Not necessarily, notes Andy Edmunds, director of the Virginia Film Commission. States with less-generous incentive packages have landed big projects, too. Compared with other states’ tax credits, Virginia’s is relatively modest—15 percent, with a bonus of 5 percent if the production is filmed in an economically distressed area of the state—and the annual payout is capped at $2.5 million. Even so, Edmunds believes the state’s modest tax credit in 2010 played a pivotal role in producer-director Steven Spielberg’s decision to film the box-office hit “Lincoln” in Richmond and several other locations throughout the state.
“As far back as 2003, he [Spielberg] began scouting and planning here in Virginia, so he was interested in us from the start,” Edmunds says. “But there’s no doubt he could have gone elsewhere, and he might well have without our offering an incentive.”
The Virginia legislators who oppose the film industry incentives believe they are simply an improper use of taxpayer money. “From my point of view, giving millions of dollars to a billionaire to make his movie in Virginia is a luxury our state can’t afford when we are cutting education, Medicaid and the rest of our safety net,” says Delegate Scott Surovell (D). “To the extent that we do spend money on economic development, it ought to be for projects that support permanent investments in Virginia and not fleeting activities like movie productions.”
Surovell says he has been disturbed by a recent proliferation of tax credits “for things ranging from telecommuting to beehives to ports. It seems like everybody who has a lobbyist at the State Capitol is getting tax credits—except for our constituents, who pay the bill.”
New Hampshire Representative Susan Almy (D), who chairs the House Ways and Means Committee, takes an equally dim view of film production incentives.

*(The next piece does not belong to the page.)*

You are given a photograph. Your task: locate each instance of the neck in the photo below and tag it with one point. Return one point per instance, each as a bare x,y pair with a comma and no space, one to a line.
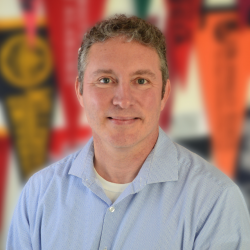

A bill proposing to enact tax credits of up to $10 million a year was recently tabled by Almy’s committee until December.
“They’re asking for something that no business of any kind has ever gotten in our state,” Almy says, noting that New Hampshire is one of only two states with neither a sales nor an income tax. “I just don’t see it happening.”
Almy also is skeptical about the perceived economic benefits of incentives, which she thinks have reached “totally absurd” levels in many states.
Supporters of incentives are unconvinced by reports questioning their cost-effectiveness, and cite their own set of figures. “What we’re proposing would generate $80 million a year in new revenue,” says Nevada’s Ford. “We’re looking to make film and TV production as strong an industry as the other drivers of our economy—gaming, tourism and mining.”
When it comes to the conflicting claims of those for and against incentives, Andy Edmunds of the Virginia Film Commission thinks “the reality lies somewhere in the middle.”
Only one thing is certain, he says: “If you want to compete, you have to offer sufficient incentives. Otherwise, your phone isn’t going to ring.” The question remains, is that a bad thing?
Freelance writer Suzanne Weiss contributes frequently to State Legislatures.